Maybe four metres from end to end and a couple wide. How Leo expected to get this thing to Aderath was a mystery. More pressing though, was that, besides being tiny, it was also very exposed, and a dozen Guild assassins were currently swarming the docks to get aboard. More were hiding in the adjacent warehouses, loosing arrows from dark windows.
An assassin leapt at the boat, a pair of curved knives in his hands.

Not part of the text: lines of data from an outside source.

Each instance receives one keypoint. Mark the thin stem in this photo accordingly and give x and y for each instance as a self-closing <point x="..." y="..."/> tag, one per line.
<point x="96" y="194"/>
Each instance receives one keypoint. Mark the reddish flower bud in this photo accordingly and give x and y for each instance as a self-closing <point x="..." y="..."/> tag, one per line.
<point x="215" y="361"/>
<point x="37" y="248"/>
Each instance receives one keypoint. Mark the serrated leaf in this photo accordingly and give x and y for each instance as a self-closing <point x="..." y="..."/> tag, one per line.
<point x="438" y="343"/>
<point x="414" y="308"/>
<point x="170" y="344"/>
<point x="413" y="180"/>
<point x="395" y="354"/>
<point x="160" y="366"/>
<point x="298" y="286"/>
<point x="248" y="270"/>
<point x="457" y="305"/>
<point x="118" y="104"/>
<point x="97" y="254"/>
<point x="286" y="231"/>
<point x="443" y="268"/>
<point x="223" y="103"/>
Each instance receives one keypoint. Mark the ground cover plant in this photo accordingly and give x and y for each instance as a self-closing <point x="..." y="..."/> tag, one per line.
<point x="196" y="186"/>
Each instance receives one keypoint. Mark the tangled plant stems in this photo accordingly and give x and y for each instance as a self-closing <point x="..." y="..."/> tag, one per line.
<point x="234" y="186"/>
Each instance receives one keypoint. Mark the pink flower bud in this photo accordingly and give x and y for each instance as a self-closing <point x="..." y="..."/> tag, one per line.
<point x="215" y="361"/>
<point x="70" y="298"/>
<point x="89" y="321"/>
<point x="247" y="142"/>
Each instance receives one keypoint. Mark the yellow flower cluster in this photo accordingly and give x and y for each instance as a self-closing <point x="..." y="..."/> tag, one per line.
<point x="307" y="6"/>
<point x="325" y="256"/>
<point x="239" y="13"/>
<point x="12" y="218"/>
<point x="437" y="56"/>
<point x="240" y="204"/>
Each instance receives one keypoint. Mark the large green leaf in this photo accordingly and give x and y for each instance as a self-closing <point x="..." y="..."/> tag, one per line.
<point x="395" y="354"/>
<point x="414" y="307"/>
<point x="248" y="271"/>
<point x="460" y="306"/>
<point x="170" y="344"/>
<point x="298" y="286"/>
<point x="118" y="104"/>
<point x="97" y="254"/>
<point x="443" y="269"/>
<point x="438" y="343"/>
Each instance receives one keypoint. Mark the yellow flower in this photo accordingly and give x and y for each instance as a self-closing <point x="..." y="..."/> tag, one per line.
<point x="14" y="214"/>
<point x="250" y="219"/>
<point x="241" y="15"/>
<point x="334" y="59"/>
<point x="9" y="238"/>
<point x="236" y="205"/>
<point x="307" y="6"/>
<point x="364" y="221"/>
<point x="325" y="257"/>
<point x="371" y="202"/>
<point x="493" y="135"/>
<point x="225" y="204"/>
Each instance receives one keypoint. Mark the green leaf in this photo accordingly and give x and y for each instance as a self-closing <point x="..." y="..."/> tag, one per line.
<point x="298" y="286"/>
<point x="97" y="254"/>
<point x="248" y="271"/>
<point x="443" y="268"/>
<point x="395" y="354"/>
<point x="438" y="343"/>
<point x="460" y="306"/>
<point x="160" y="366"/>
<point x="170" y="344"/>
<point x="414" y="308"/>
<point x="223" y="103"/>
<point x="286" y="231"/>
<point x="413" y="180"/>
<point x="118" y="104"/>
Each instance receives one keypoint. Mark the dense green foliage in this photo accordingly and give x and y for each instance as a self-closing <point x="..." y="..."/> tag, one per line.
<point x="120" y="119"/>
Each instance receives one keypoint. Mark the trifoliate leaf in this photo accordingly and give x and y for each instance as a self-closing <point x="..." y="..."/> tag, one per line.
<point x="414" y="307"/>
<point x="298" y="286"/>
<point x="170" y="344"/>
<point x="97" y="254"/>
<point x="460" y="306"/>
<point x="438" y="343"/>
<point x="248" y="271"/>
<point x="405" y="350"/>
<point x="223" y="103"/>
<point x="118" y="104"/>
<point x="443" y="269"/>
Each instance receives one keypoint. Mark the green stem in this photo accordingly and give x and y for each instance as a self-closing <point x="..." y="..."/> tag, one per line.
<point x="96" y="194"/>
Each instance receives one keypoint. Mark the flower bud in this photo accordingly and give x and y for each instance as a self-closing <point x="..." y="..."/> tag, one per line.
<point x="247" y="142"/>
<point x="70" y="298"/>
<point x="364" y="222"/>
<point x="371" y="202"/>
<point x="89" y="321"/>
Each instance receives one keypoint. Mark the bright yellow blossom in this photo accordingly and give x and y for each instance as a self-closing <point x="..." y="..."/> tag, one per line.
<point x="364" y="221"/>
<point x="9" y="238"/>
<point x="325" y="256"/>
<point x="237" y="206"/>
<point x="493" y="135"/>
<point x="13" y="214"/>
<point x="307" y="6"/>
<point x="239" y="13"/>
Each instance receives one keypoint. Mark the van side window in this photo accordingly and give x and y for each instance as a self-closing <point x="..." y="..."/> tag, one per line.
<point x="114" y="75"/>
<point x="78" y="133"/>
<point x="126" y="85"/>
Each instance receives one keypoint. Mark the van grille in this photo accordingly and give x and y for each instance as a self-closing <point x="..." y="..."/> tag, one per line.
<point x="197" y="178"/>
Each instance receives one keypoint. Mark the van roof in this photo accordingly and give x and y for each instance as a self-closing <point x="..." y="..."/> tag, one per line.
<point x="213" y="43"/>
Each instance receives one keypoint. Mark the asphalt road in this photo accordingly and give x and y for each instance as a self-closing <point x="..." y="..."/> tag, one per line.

“Fuck, ALL OF YOU!” Ferez shouted, blasting the man out of the air with twin streams that roared hungrily on past the guilder and hitting a warehouse wall. In seconds it was ablaze, burning assassins throwing themselves from windows or streaming out of the doorways. Amazingly, despite the ocean just a few metres away, most of them dropped to the dirt and started rolling around instead, trying to put out the flames, while the rest just kept running around in screaming circles until they collapsed and stopped moving altogether.
“Bravo, Ferez! Excellent work, keep it up,” Leo said as he faffed about with some rope.
“Damnit, Leo. This thing is a bloody row boat, how is this taking so long?”
“Well, I haven’t actually sailed this thing since I lost my last partner-“
“The one you killed? Let me guess. He was the sailor out of the two of you?” Ferez said, throwing up a wall of flames to immolate a hail of arrows.
“Correct. Like you said though, how hard can this be? Ah, there we go.”
Leo tugged on something and the sails bloomed open. He started cheering as the boat moved, then swore when he realised they were still tethered to the pier. He ran over and started untangling the mess until Ferez pushed him aside.
“Hey!-“ Leo protested before Ferez torched the rope, the bollard it was tied around, and a fair chunk of the pier.
“No ‘heys’, Leo. Get us the fuck out of here!”
“Right, probably smart,” Leo replied, turning to the back of the boat and making a rapid series of gestures. The ocean beneath the boat swelled and Ferez held on in sudden, desperate fear as he found them falling along the face of a tsunami. He was dimly aware of screams as the body of water demolished what was left of the pier behind them, before the wave carried them off into the open blue sea and, he hoped, relative safety.